Not the most inspiring box cover.
      
But otherwise the game is hard enough that I wasn't above trying to cheat, just to save myself half of those eight hours. Unfortunately, nothing I did worked. I couldn't figure out how to interpret the save game file; the BBC Micro definitely does not use regular hexadecimal encoding. As El Explorador de RPG noted in his review, the only full review of the game that we could find, in the September 1983 Practical Computing, spent most of its column inches talking about ways to reprogram the game, including cheating by editing a line to make the healing potion always become a Strength Potion, and at 250 times the level rather than 25. It took me a long time to figure out the sequence of commands necessary to load, unlock, and edit the BASIC file, but the game just crashed every time I tried to load the edited file.
   
Thus, I toughed it out the long way, cheating only in the near-instant use of saving and reloading thanks to save states, and now I'm 8 hours closer to the grave. Alos earns a 9 on the GIMLET, but it's fundamentally worse than that. I have played many games, particularly in this era, that I felt were boring or too basic. Alos is a rare game that makes me feel like it was actively trying to distract me from more important things in life. It would not have been a good use of 10 quid even in its day.
 

10 comments:

  1. Taking a magazine type-in game, simplifying it badly, and selling it to make a quick buck, while also making "too much money is a burden" a concept in the game is at least an intriguing duality of ideas, if we want to find _something_ interesting about the game.

    I guess these days we'd call this kind of game shovelware. It lacks any artistic merit or even sincerity. Your original rating for Akalabeth was also a 9, but that game had both integrity and sincerity from its author, so I'm glad you went back to give it at least a 15 - it's not a good game either, but it at least tried to be as best as it could be, whereas Tower of Alos tries to be a worse version of the game it started with.

    ReplyDelete
    Replies
    1. Alos benefits from the fact that I don't do fractional numbers. I ended up giving a score of 1 to a lot of categories that would have only gotten 0.5 on a fractional system. Maybe I should take away bonus points to compensate.

      On the other hand, I was probably too mean to Akalabeth. It's a reasonably playable game.

      Delete
    2. I think it's more of a GIMLET feature that if you have a very basic CRPG, you end up with *a* score.

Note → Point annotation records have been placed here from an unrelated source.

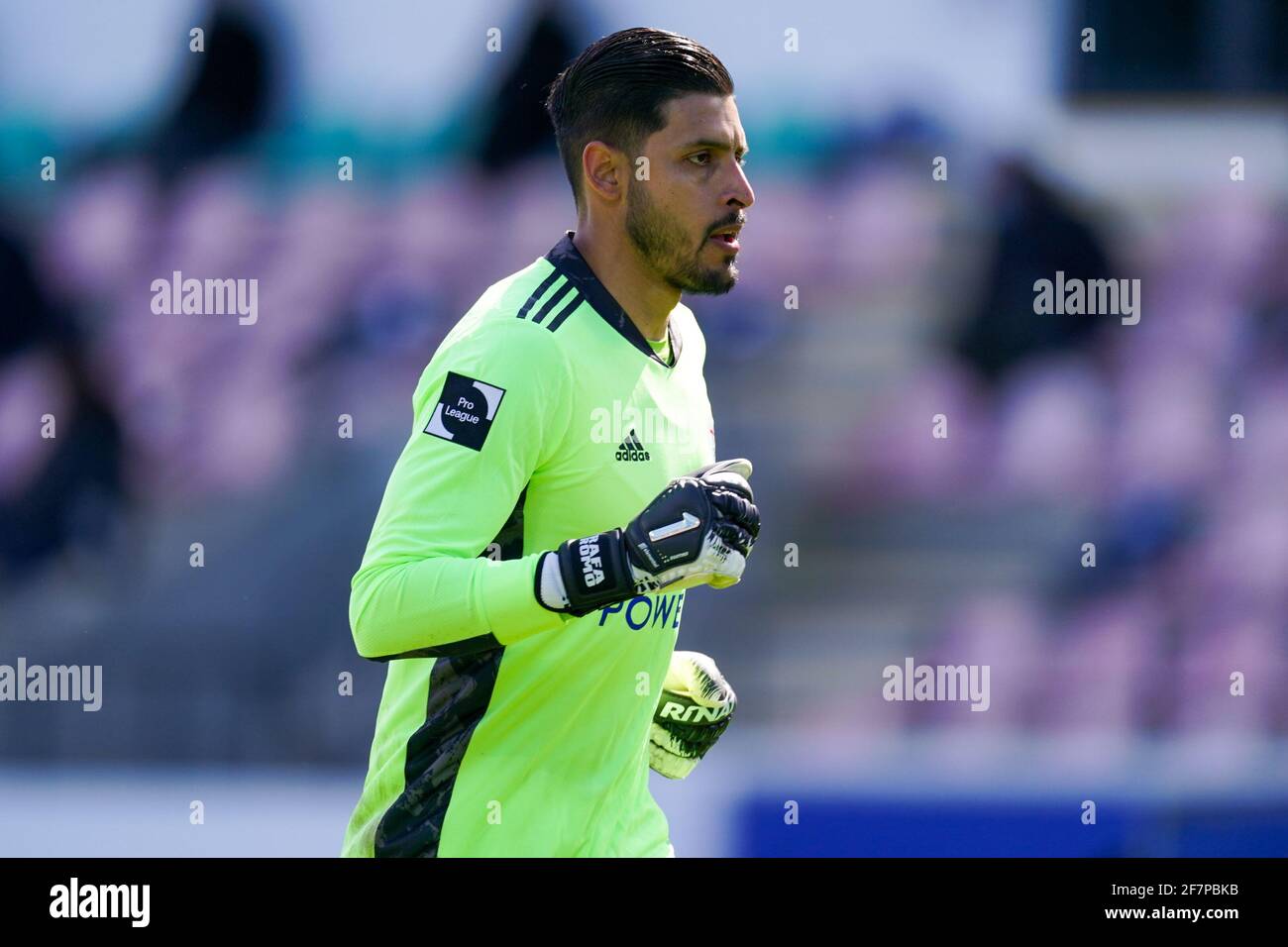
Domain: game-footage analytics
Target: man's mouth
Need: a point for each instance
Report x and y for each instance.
(726, 237)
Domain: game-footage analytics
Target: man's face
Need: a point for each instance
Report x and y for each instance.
(696, 188)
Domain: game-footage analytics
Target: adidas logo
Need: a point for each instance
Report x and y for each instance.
(631, 449)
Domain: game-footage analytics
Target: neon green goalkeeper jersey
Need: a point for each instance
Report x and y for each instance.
(505, 728)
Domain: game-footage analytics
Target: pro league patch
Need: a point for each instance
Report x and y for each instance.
(465, 410)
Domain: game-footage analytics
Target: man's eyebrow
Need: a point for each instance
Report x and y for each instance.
(712, 144)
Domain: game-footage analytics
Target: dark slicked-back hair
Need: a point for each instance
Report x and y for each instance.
(614, 91)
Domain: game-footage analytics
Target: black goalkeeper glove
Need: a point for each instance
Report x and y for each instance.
(697, 531)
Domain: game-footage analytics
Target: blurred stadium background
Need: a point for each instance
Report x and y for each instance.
(1108, 684)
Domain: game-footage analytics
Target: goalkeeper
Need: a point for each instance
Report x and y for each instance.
(558, 496)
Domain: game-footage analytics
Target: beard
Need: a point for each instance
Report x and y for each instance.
(669, 250)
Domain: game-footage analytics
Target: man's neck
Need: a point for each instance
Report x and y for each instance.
(647, 302)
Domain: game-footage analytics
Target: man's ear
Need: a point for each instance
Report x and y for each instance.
(603, 169)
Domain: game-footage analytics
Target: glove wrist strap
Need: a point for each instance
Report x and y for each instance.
(595, 573)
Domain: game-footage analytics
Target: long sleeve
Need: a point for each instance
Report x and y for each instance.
(488, 412)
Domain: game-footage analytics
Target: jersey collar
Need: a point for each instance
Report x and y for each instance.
(568, 261)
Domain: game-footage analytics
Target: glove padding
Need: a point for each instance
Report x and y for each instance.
(696, 707)
(697, 531)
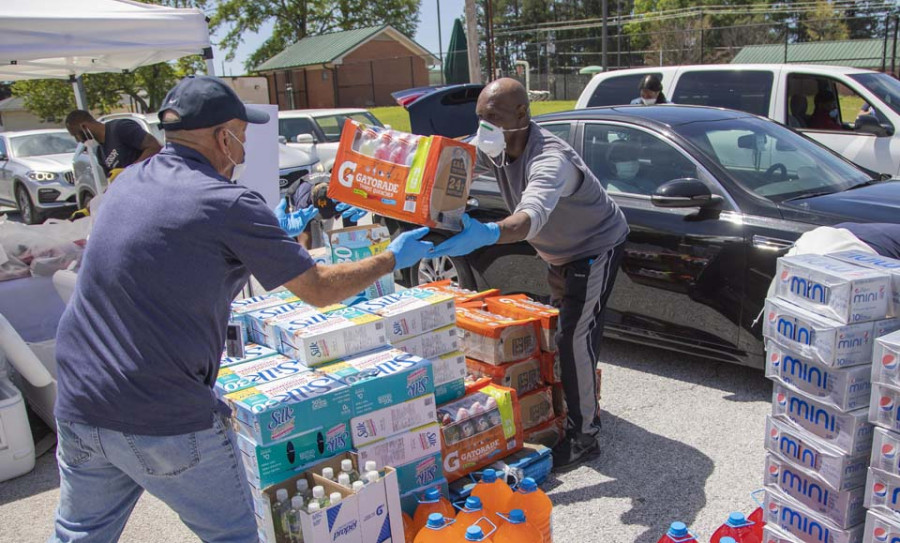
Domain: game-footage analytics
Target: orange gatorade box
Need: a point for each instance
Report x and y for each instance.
(416, 179)
(536, 407)
(479, 429)
(495, 339)
(523, 376)
(550, 369)
(462, 295)
(520, 306)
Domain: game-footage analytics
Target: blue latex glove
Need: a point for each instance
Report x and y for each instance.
(408, 248)
(349, 212)
(475, 235)
(294, 223)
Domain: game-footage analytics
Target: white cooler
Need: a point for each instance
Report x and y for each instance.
(16, 442)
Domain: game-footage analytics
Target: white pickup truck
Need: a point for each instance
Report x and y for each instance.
(868, 138)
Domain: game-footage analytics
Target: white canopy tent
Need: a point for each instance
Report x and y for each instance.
(42, 39)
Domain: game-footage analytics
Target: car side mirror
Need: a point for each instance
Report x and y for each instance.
(685, 192)
(869, 124)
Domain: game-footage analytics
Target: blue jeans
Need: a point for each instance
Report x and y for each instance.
(104, 472)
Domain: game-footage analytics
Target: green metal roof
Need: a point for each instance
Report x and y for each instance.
(851, 53)
(320, 49)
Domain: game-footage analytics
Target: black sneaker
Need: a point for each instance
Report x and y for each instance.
(573, 450)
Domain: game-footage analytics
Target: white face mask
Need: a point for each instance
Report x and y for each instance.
(489, 139)
(626, 170)
(238, 170)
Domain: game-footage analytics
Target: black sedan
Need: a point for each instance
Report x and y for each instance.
(718, 195)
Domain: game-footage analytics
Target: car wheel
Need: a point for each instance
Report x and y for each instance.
(429, 270)
(29, 214)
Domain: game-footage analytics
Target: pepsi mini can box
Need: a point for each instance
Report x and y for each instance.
(883, 493)
(876, 262)
(412, 312)
(271, 464)
(844, 508)
(850, 432)
(252, 351)
(383, 378)
(832, 466)
(886, 359)
(881, 529)
(289, 406)
(392, 420)
(884, 410)
(795, 519)
(256, 372)
(834, 289)
(844, 389)
(824, 340)
(323, 337)
(885, 449)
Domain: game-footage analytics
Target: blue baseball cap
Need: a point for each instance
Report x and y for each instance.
(202, 101)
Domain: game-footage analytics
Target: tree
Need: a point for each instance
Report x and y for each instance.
(295, 19)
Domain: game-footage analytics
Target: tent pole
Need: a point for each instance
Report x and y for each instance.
(78, 89)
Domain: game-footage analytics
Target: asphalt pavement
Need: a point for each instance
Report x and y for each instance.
(683, 440)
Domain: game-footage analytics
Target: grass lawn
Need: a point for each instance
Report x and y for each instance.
(399, 120)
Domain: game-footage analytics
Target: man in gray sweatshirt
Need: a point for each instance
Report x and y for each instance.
(558, 206)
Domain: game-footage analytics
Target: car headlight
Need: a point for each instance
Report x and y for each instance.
(42, 176)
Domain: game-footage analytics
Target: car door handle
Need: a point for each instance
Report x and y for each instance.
(771, 244)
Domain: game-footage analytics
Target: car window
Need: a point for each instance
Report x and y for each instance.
(616, 91)
(560, 130)
(52, 143)
(770, 160)
(332, 125)
(291, 128)
(744, 90)
(631, 161)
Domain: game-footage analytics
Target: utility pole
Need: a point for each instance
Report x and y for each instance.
(472, 39)
(605, 34)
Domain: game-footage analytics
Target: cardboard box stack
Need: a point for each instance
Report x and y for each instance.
(820, 329)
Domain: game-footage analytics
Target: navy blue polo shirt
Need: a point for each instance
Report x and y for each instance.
(138, 346)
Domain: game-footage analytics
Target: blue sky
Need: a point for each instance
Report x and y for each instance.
(427, 34)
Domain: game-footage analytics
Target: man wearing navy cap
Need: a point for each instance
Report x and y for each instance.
(138, 347)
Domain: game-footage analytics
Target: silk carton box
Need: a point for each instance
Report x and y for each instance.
(274, 411)
(382, 378)
(323, 337)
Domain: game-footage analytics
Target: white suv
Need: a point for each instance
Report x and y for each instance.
(292, 163)
(868, 138)
(319, 130)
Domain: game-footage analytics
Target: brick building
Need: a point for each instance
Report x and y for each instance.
(354, 68)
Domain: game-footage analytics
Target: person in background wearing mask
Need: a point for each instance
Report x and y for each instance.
(139, 344)
(562, 210)
(120, 142)
(826, 115)
(651, 91)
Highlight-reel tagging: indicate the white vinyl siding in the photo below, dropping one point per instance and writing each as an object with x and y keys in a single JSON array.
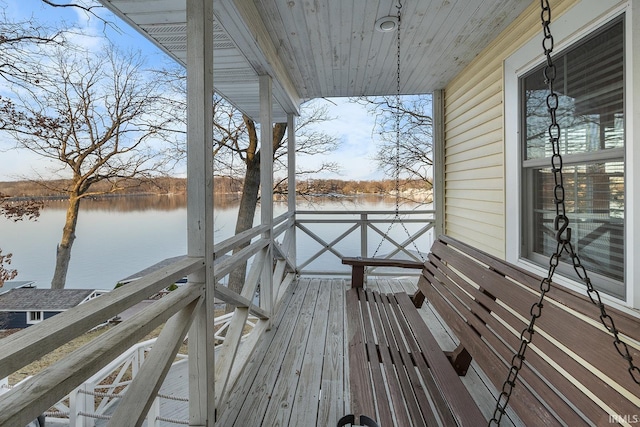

      However, I don't see how it ended up with 9. Game world, NPC interaction, combat, economy, quests, and gameplay scream for 0.

      Delete
  2. Nope. Thoroughly enjoyed reading about your suffering.

    ReplyDelete
    Replies
    1. Came here to say something similar (without, perhaps, rubbing it in quite so much :D).

      Delete
  3. "that gives you 25 times your level. " Probably you wish to write "that gives you 2.5 times your level. "

    ReplyDelete
    Replies
    1. No, it's 25. If you're Level 5 and you chug a potion that turns out to be a Strength Potion, you get 5 x 25 = 125 hit points (instead of the 50 that a normal potion would give you).

      Delete
  4. In the first Wizardry, there were technical reasons for regularly pressing the Status command (AFAIK); here, it sounds more like a bizarre design choice.

    Having implemented a weight for money and a kind of bank has some creativity.
    But having to regularly escape the last dungeons because you automatically become so overloaded with collected coins that you become immobile—that could have come straight out of a CRPG parody.
    The random element in the potions sounds as a nuisance too.

    Akalabeth surely deserves more the 9 points compared to this cheap kind of knock-off.

    ReplyDelete
  5. "...a rare game that makes me feel like it was actively trying to distract me from more important things in life."

    B-but isn't that exactly what games in general are trying to achieve?

    ReplyDelete
  6. Am I the only reader who somehow feels that such games, in a way, represent the essence and pinnacle of this blog?